Floral primordia of plant species that typically have unisexual flowers of a particular gender evidently have the potential to develop as either bisexual or opposite-gender flowers. This has been demonstrated in California buckeye. Inflorescences of this species comprise 100 or more flowers on a shaft or axis 8 to 12 inches in length. Only a few flowers near the tip of the axis have fully developed pistils, are bisexual, and capable of producing fruit. The other flowers in an inflorescence typically are male with only rudimentary pistils. During inflorenscence development, elongation of the axis of the inflorescence precedes opening of the individual flowers. To study gender conversion possibilities of the male flowers, I cut the axes of inflorescences back to about one half their original length. This was done when the flowers of the inflorescences were still in bud stage. Typically, the remaining segment of each shortened axis would have only male flowers. Yet, by the time the flowers opened, a few of the terminal ones on many of these shortened axes had fully developed pistils, from which fruit subsequently developed (unpublished data).
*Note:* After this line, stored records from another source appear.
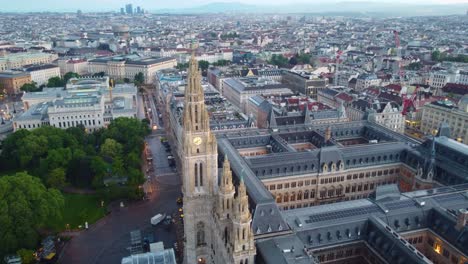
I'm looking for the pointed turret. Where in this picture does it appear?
[183,40,209,132]
[232,171,256,263]
[338,102,347,120]
[268,107,277,128]
[216,156,235,220]
[325,126,331,142]
[304,104,312,125]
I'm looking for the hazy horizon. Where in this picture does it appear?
[0,0,468,12]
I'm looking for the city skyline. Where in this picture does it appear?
[2,0,468,12]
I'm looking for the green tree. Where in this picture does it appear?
[297,53,312,64]
[0,172,64,255]
[47,168,67,189]
[47,76,65,87]
[112,157,126,177]
[134,72,145,86]
[63,72,81,83]
[198,60,210,71]
[213,60,231,66]
[101,138,123,159]
[20,82,42,92]
[289,56,298,65]
[16,248,36,264]
[176,63,189,71]
[405,62,423,71]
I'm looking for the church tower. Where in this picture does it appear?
[181,43,218,264]
[231,175,257,264]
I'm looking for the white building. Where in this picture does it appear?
[356,74,381,91]
[429,71,457,91]
[368,102,405,133]
[58,59,88,76]
[223,77,293,114]
[0,52,58,71]
[457,71,468,85]
[13,77,138,131]
[88,55,177,84]
[24,64,61,85]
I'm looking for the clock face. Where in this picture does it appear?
[193,137,202,146]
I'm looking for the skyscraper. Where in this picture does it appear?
[125,4,133,15]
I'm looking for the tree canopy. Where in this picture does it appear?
[134,72,145,86]
[63,72,81,84]
[0,118,149,188]
[20,82,42,92]
[47,76,66,87]
[0,172,64,255]
[431,50,468,63]
[198,60,210,71]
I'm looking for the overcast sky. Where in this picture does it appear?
[0,0,468,12]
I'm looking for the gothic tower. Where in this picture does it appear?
[181,46,218,264]
[231,175,257,264]
[215,156,236,264]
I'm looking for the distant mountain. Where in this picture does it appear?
[155,1,468,17]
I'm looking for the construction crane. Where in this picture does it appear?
[334,50,343,86]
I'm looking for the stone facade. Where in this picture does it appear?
[179,52,256,264]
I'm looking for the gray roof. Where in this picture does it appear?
[257,184,468,264]
[122,249,177,264]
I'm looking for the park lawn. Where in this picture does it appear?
[48,193,106,232]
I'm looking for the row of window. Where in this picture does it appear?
[318,248,361,262]
[54,119,101,128]
[276,179,397,203]
[52,114,101,120]
[427,237,458,264]
[268,169,400,191]
[269,180,317,190]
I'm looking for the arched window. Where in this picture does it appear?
[195,163,198,187]
[197,222,206,246]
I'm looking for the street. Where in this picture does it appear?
[59,87,185,264]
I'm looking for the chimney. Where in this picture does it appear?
[456,209,468,230]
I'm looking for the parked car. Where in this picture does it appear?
[151,214,166,226]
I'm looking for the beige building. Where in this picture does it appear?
[421,95,468,144]
[13,77,138,131]
[0,71,31,94]
[282,71,328,100]
[355,74,381,91]
[24,64,61,86]
[0,52,58,71]
[223,77,293,114]
[178,56,256,264]
[58,59,88,76]
[88,55,177,84]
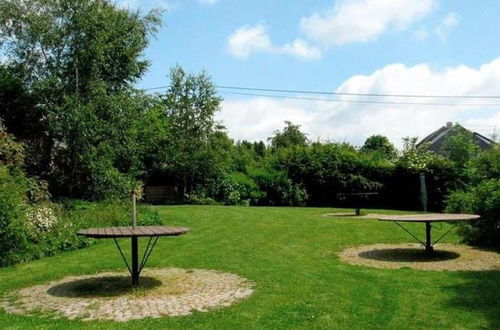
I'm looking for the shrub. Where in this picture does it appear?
[446,179,500,248]
[0,165,28,265]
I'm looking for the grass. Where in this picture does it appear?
[0,206,500,329]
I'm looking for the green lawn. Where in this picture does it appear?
[0,206,500,329]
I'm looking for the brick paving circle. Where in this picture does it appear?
[0,268,253,322]
[338,243,500,271]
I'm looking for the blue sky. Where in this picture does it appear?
[119,0,500,145]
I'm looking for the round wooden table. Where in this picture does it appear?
[379,214,479,253]
[76,226,189,286]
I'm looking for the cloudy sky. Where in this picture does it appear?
[119,0,500,145]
Ultimate gender of a flower—bisexual, male, or female—may be regulated by the relative amounts of different hormones present in various tissues of the flower during its development (Torrey, 1976). The concentration of at least some of these hormones depends partly on the environment. Drought, as an example, suppresses biosynthesis of cytokinin (Itai and Vaadia, 1970), a hormone that promotes development of female tissue of the normally male Sultan grape (V/tis vinifera) (Negi and Olmo, 1966) and of normally male flowers of spiderflower (Cleome iberidella) (Jong and Bruinsma, 1974).
Although proof is lacking, cytokinins may affect development of female tissue in the flowers of tree species with reproductive systems similar to the above-mentioned grapes and spiderflower, including various species of maple (Acer) (Jong, 1976), buckeye and horsechestnut (Aesculus) (Benseler, 1975), carrotwood (Cupaniopsis) (Bawa, 1977), persimmon (Diospyros) (Hodgson, 1939), and olive (Olea) (Brooks, 1948; Hartman and Panetsos, 1961). If true, then trees of such species that lacked female flowers in a dry environment may have both female flowers and fruit in a more favorable environment, as reported for canyon maple (Barker et al., 1982).
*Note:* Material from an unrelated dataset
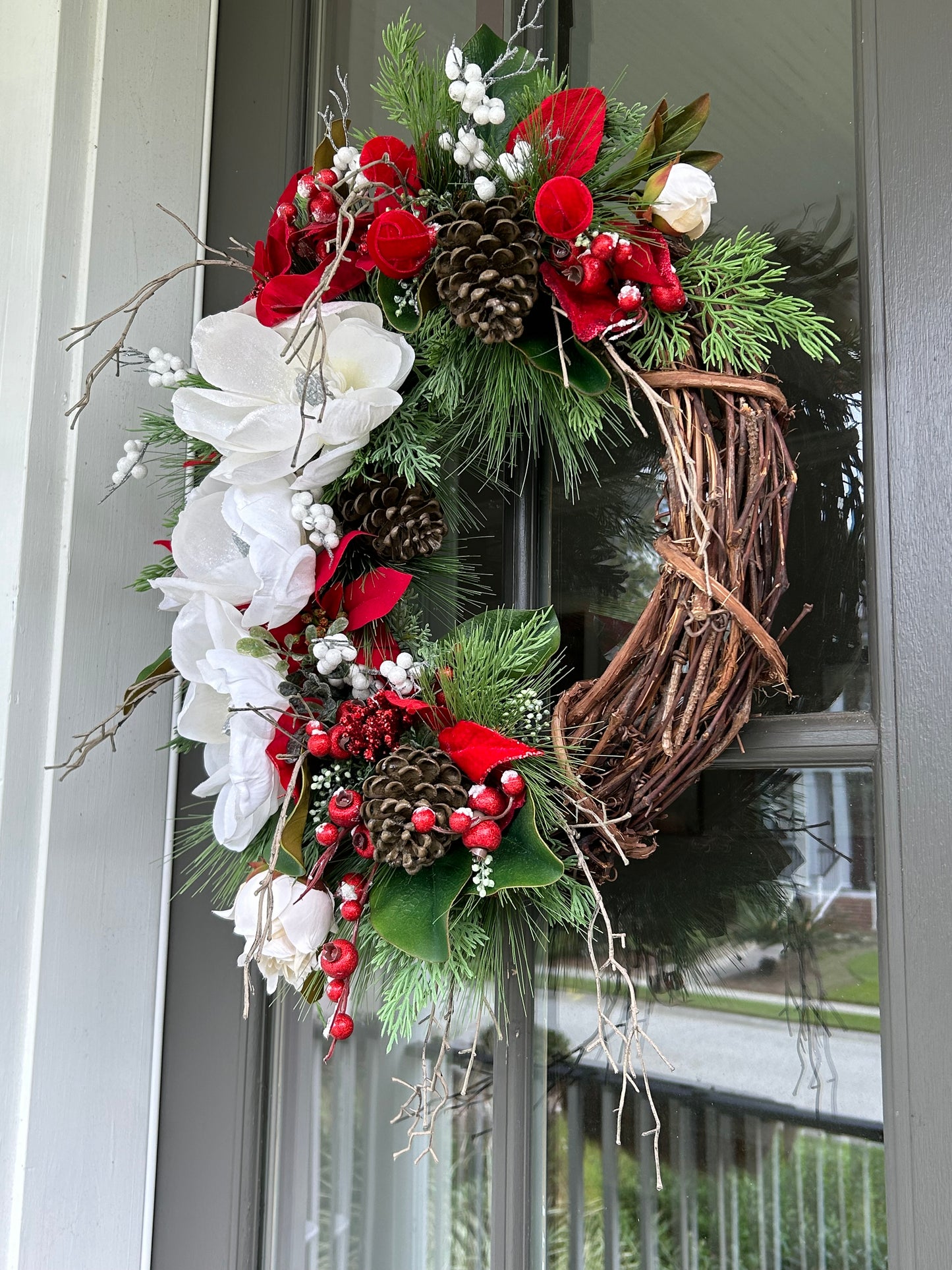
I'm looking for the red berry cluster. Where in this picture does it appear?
[449,768,526,855]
Besides drought, other environmental factors that inhibit plant growth may also affect sex expression. One of these is low light intensity, which suppresses carbohydrate synthesis. Red buckeye (Aesculus pavia) plants growing on woodland sites under low light intensities were found to have bisexual flowers less often than did plants in open fields (Bertin, 1982). Similarly, in pawpaw (Asimina triloba), flowers on shaded stems had proportionately fewer female parts than those on sunlit stems (Willson and Schemske, 1980).
Finding Non-fruiting Trees
Caution notwithstanding, opportunities abound for monitoring populations of trees in search of non-fruiting individuals. This could be done for each of various species in many parts of the country, in both natural stands in rural areas and in planted populations, as along streets in urban areas.
Selecting non-fruiting individuals, getting clones of these produced, and planting them instead of fruit-bearing trees of the same species may be the best long-term solution to the problem of fruit litter of urban trees.
Footnotes
↵1 Updated version of a paper presented at the annual conference of the Western Chapter, International Society of Arboriculture, Palo Alto, California, May 19-21, 1984.